High-Level Design of Precision-Scalable DNN Accelerators Based on Sum-Together Multipliers

Precison-scalable (PS) multipliers are gaining traction in Deep Neural Network accelerators, particularly for enabling mixed-precision (MP) quantization in Deep Learning at the edge. This paper focuses on the Sum-Together (ST) class of PS multipliers, which are subword-parallel multipliers that can execute a standard multiplication at full precision or a dot-product with parallel low-precision operands. Our contributions in this area encompass multiple aspects: we enrich our previous comparison of SoA ST multipliers by including our recent radix-4 Booth ST multiplier and two novel designs; we extend the explanation of the architecture and the design flow of our previously proposed ST-based PS hardware accelerators designed for 2D-Convolution, Depth-wise Convolution, and Fully-Connected layers that we developed using High-Level Synthesis (HLS); we implement the uniform integer quantization equations in hardware; we conduct a broad HLS-driven design space exploration of our ST-based accelerators, varying numerous hardware parameters; finally, we showcase the advantages of ST-based accelerators when integrated into System-on-Chips (SoCs) in three different scenarios (low-area, low-power, and low-latency), running inference on MP-quantized MLPerf Tiny models as case study.

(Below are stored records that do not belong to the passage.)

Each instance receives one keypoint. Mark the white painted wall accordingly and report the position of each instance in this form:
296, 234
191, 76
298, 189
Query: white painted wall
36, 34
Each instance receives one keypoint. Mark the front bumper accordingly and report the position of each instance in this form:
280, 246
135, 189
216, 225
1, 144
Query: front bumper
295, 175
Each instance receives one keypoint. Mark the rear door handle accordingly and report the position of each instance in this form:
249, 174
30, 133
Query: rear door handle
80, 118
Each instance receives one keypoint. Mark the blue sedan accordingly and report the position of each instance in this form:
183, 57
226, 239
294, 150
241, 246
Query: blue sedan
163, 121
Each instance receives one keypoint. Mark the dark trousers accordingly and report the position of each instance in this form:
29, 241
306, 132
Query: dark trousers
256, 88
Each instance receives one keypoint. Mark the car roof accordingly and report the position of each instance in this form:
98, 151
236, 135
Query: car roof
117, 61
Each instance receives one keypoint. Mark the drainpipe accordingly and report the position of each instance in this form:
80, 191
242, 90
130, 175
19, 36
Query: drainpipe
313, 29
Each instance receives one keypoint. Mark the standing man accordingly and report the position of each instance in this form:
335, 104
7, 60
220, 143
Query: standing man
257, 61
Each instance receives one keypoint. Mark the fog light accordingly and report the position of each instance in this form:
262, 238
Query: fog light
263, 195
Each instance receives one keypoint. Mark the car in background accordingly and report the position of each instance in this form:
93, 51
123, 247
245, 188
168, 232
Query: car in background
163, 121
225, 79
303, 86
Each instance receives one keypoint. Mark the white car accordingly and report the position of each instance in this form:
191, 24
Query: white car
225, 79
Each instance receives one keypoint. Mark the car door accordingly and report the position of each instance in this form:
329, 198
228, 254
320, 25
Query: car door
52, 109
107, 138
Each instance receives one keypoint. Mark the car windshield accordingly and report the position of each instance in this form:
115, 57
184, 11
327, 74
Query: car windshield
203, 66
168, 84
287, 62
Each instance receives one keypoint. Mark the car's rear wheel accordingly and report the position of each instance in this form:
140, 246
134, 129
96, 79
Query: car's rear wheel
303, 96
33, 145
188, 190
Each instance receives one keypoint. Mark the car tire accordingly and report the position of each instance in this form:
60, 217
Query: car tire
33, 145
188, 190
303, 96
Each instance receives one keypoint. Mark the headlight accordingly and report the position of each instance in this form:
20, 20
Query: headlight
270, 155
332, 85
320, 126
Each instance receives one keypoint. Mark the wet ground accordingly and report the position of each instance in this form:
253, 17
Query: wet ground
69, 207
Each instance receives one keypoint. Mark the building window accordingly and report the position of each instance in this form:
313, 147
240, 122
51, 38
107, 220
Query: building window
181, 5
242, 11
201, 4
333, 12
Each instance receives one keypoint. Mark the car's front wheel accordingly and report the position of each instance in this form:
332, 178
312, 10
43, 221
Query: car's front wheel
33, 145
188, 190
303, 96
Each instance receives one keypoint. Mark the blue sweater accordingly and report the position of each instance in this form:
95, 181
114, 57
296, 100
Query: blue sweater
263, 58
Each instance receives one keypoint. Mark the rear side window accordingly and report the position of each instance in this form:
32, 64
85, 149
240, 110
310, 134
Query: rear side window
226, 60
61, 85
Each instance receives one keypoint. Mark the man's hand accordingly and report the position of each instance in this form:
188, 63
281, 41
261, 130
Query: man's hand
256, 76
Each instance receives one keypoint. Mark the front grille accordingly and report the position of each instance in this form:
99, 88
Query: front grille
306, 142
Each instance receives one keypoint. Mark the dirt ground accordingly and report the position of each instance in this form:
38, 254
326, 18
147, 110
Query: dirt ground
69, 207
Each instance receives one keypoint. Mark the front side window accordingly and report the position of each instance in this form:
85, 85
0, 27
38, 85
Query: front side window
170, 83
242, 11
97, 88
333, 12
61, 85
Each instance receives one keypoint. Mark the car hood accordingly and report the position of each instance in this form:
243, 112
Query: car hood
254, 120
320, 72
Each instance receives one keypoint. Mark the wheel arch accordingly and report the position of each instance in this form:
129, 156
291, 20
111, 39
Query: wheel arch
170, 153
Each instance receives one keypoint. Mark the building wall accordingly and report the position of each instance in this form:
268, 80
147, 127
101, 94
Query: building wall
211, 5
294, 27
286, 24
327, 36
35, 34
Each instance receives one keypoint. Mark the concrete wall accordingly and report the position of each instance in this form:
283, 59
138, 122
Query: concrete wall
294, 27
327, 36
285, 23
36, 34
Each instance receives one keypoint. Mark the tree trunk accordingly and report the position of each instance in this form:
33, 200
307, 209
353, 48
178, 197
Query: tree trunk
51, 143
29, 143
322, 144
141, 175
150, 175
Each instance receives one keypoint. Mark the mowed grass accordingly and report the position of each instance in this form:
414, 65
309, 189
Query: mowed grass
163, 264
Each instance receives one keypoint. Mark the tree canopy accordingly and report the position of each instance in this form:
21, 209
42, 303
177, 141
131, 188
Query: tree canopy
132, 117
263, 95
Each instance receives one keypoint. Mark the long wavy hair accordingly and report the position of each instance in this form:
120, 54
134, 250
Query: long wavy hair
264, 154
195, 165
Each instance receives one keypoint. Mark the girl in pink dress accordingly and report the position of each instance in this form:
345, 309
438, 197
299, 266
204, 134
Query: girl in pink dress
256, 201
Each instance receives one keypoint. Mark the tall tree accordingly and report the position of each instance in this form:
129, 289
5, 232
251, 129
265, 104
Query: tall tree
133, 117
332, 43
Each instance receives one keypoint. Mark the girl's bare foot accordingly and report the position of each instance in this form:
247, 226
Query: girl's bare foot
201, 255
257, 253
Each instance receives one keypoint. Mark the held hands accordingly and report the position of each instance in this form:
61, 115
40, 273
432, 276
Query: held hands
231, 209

Across the three scenarios, the results show an average latency speedup of 1.46x, 1.33x, and 1.29x, a reduced energy consumption in most of the cases, and a marginal area overhead of 0.9%, 2.5% and 8.0%, compared to SoCs with accelerators based on fixed-precision 16-bit multipliers. To sum up, our work provides a comprehensive understanding of ST-based accelerators’ performance in an SoC context, paving the way for future enhancements and the solution of identified inefficiencies.